Enterprise Engagement Framework

 

Enterprise Engagement Framework

Introductory video guiding you through the Enterprise Engagement Framework

 

What is the Enterprise Engagement Framework (EEF)?

The Enterprise Engagement Framework (EEF) is a structured guide for faculty to co-create programmes with industry partners. Partner-based programme development involves close collaboration with industry to ensure relevance and real-world impact.

While this approach brings unique dynamics, such as shared objectives and co-design, the EEF fully aligns with TU Dublin’s existing academic systems, quality assurance processes, and governance structures.

 

Background to the Enterprise Engagement Framework

TU Dublin’s Enterprise Academy, an HCI Pillar 3-funded project, identified a need to systematise our processes for enterprise-engaged programme discovery, design and delivery. The aim was to create a usable model or pathway, based on our experiences, that could be shared with colleagues across the university to follow independently.

Our cross-faculty work had shown us that each school faced the same questions and issues every time a faculty member approached enterprise-engaged partnership proposals. Rather than each school reinventing the wheel, it was thought that having an accessible, experience-based pathway would help alleviate time and undue stress issues for colleagues interested in designing new industry collaborations. 

 

Interactive EEF: clickthrough slideshow


This is a link to the interactive EEF for you to walk through in your own time

banner eef
Click here for Instructions

On the first slide, click on the orange arrow to move to slide two.
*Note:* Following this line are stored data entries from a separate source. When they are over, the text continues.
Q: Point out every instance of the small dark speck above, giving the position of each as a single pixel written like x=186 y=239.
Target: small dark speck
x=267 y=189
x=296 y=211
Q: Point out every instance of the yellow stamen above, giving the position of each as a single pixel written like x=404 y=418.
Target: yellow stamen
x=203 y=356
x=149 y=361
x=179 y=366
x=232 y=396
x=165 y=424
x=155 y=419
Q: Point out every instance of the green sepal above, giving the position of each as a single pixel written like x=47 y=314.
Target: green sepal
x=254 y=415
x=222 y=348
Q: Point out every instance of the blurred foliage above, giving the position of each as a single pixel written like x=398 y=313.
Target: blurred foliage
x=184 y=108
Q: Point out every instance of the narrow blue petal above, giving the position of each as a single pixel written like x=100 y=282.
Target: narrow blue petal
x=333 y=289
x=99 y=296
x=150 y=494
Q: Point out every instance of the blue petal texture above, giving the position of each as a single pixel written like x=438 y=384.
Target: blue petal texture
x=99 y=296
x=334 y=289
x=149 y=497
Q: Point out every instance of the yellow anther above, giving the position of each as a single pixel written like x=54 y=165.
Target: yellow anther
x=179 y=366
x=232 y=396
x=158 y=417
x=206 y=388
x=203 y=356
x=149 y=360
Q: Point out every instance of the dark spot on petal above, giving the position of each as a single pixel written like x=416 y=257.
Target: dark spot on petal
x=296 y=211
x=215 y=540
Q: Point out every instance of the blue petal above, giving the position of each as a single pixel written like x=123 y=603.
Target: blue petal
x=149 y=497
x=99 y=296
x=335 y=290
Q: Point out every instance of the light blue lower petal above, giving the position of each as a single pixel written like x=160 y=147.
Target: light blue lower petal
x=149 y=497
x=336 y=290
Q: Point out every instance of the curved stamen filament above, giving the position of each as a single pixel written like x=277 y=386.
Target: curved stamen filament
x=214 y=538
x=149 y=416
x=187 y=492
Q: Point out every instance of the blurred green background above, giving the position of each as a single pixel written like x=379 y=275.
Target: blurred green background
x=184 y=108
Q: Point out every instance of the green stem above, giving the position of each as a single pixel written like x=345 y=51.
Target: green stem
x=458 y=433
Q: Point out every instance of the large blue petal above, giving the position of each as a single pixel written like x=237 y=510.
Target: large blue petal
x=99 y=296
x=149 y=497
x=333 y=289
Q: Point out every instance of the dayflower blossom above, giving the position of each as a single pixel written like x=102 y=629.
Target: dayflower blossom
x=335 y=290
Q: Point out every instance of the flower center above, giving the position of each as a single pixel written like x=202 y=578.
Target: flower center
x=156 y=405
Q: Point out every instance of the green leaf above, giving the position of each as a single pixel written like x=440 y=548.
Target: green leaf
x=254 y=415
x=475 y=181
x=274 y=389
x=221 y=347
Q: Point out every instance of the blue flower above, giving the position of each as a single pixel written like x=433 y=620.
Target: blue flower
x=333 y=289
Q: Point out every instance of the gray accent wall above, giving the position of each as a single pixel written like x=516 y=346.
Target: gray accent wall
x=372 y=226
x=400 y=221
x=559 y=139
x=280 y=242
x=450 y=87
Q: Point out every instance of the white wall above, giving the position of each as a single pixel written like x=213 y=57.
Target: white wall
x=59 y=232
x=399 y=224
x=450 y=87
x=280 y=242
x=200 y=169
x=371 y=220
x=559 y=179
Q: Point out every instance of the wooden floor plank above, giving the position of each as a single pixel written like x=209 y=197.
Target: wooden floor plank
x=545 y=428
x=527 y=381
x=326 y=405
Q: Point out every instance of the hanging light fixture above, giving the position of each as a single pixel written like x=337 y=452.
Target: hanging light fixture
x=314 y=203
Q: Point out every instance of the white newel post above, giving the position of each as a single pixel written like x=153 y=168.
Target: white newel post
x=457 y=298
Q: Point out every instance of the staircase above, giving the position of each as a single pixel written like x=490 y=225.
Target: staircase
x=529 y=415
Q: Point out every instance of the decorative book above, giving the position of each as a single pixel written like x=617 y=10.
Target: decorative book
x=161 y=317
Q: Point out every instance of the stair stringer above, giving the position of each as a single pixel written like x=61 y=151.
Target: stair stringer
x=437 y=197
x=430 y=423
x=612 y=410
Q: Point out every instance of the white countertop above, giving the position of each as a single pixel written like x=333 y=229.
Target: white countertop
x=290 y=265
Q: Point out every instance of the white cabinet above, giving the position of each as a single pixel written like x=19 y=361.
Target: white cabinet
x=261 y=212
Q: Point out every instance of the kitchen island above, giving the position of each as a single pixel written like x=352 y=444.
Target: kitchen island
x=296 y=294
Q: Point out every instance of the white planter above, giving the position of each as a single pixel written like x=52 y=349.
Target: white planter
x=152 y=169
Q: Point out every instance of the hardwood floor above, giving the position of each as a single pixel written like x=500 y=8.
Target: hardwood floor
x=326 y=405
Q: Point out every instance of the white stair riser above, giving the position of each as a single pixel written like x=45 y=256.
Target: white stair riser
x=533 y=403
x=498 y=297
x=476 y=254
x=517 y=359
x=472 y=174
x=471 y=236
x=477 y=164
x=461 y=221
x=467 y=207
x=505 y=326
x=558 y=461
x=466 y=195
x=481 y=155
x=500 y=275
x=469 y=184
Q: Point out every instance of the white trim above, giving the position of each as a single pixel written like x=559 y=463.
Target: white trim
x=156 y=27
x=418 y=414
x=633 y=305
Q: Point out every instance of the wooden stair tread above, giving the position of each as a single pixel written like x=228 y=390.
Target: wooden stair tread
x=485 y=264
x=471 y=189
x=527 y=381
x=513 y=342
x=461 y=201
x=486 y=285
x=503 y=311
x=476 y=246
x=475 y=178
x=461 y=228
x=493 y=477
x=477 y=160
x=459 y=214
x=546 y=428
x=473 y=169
In slide two, click on the word Viability to reveal a dropdown menu.

Click into Programme Discovery. This reveals two arrows to the right, Strategic Fit Toolkit and Partnership Templates. Click into each to review the resources to complete the programme discovery task.

Next, click into Go/No-Go Decision to reveal the next set of arrows — Confirm School/s Interest, Agree Stakeholder Roles and Responsibilities, and Programme Development Process. Each of these arrows lead to appropriate resources to help the user consider the associated programme development task.

When ready, click into phase two, the word Planning. This opens a dropdown menu, revealing the next steps Programme Design and Partnership Process.

As above, continue working your way through phases 3 through to 5, to explore subsequent phases of the Enterprise Engagement Framework.


Talent Development & The Triple Helix Model

There are great opportunities for universities which can navigate the triple helix model (university-government-industry) and work with organisations to nurture their talent development pipelines and futureproof the economy in turbulent times.

What worked yesterday will not work tomorrow. Alvin Toffler asserts, ‘the illiterate of the 21st century will not be those who cannot read and write, but those who cannot learn, unlearn, and relearn’.

The university that learns to adapt its systems to accommodate a new type of learner will prosper. The hope is that this Enterprise Engagement Framework plays a small role in stimulating a mind shift in how we service the part-time professional learner experience at TU Dublin.